While paper boards make nice artifacts, there are a bunch of things that only their digital counterparts can do.
Here are our top 10.
When you implement a digital Kaizen board, particularly one that lives in the cloud, you suddenly make your board available from anywhere your team happens to be. People who work remotely some or all of the time now have access to the same information as in-office workers. Folks who are traveling, or who just get a great idea for improvement after hours, can just log in to their mobile device and participate in positive change.
Some improvement work requires the effort of people from more than one department or physical location. A single, organization-wide platform for Kaizen makes it possible for people to work together regardless of their department. Everyone can see what is going on throughout the organization, not just in their own silo.
Paper boards are very passive. They can’t sound an alarm or chime in with a warning if a due date is missed or progress has stopped. Digital ones, on the other hand, have notification and alert capabilities to remind team members and managers when tasks are due.
One of the most important, and often overlooked responsibilities related to improvement is measuring the impact of each project on business goals like reduced cost, improved satisfaction, or fewer defects. Only by gathering this information can improvement work be justified. Knowing how the improvement helped also increases employee engagement and makes future success more likely. Digital Kaizen boards can be designed to calculate not just the immediate impact, but the lasting results of each change over the long-term.
Speaking of success, celebrating it is essential in a culture of Kaizen. When someone implements an improvement that works, the good word should be spread far and wide. The best Kaizen software solutions have broadcasting features built-in so that recognition becomes a standard part of the improvement process.
There’s no sense in reinventing the wheel. Unfortunately, that happens a lot with paper Kaizen boards because they only represent a snapshot in time. Once an improvement is completed and removed from the board, it no longer serves as a teacher for future improvement work. In the digital world, that doesn’t happen, and information lives on to tell the tale. People can learn from the work done in the past and by other teams.
Not everyone needs the same view. Some people may be particularly interested in just a few projects, while leaders want an easy way to visualize work across the entire organization. Digital Kaizen boards make it possible for each person to have a view that is precisely relevant to them.

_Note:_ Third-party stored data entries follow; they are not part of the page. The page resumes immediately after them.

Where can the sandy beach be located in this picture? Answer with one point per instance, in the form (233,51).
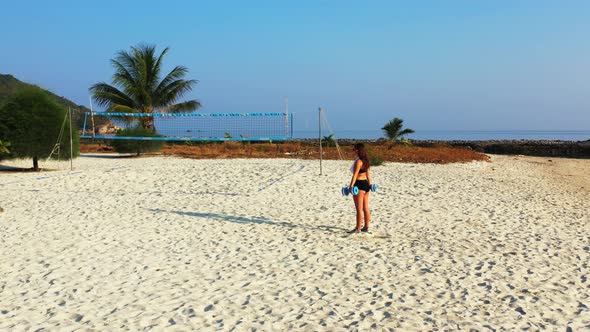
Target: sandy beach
(261,244)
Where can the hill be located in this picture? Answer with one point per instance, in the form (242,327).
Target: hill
(9,85)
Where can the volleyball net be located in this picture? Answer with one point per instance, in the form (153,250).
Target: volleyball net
(191,126)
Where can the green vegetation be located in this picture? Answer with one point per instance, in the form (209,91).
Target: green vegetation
(10,85)
(137,86)
(31,120)
(137,146)
(393,130)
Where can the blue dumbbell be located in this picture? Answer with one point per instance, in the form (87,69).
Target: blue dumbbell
(355,190)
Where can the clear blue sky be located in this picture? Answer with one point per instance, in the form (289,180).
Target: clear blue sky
(439,65)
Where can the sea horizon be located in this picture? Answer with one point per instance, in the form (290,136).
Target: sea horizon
(457,135)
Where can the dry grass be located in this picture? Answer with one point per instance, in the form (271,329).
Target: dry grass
(407,154)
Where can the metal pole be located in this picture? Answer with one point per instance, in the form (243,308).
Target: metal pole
(91,118)
(287,115)
(320,137)
(71,143)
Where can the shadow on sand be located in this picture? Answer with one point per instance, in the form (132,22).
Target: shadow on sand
(244,220)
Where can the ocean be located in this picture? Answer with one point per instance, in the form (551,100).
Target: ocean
(458,135)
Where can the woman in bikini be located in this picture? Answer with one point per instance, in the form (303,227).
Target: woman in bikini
(361,178)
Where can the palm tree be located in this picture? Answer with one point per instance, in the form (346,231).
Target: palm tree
(138,89)
(393,129)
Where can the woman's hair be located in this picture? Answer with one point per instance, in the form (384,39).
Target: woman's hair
(360,148)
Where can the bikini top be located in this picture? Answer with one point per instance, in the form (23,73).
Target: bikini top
(354,164)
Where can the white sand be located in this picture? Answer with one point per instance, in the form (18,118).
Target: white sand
(170,243)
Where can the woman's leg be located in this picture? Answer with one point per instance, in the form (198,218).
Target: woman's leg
(358,204)
(366,211)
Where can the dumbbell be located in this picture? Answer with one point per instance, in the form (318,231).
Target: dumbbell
(355,190)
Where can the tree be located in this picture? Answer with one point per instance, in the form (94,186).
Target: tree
(31,120)
(393,130)
(137,87)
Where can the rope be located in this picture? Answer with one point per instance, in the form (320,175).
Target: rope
(57,145)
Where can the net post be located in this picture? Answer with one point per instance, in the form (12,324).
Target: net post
(320,136)
(71,141)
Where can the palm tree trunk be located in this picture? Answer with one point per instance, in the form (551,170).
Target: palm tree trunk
(148,123)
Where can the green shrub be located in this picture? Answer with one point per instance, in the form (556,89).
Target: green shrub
(4,147)
(137,146)
(31,120)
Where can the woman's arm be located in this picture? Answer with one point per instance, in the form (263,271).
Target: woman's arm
(357,167)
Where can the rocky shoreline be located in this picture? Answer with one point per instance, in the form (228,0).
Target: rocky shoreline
(538,148)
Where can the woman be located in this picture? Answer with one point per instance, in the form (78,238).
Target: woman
(361,178)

The ability to search the database for similar problems or desired results can go a long way in speeding the path to improvement. Only an electronic database makes this possible and easy.
Digital Kaizen boards set a standard for how improvement ideas will be captured, how projects will be managed, and reports will be produced. They help reinforce Kaizen culture by getting everyone to use the same language for improvement.
Often times teams “huddle” around the physical Kaizen board for a daily or weekly chat about the projects underway. (Kaizen boards are often called Huddle boards.) This is great for the folks in the room, but it can leave out relevant stakeholders who aren’t standing there. With a digital board, everyone who needs to be involved in the meeting can participate fully using a conference call.
These days, if it is essential, it is managed in a software solution. We’d argue that improvement work is among the most critical work of all, so a digital Kaizen board makes all the sense in the world.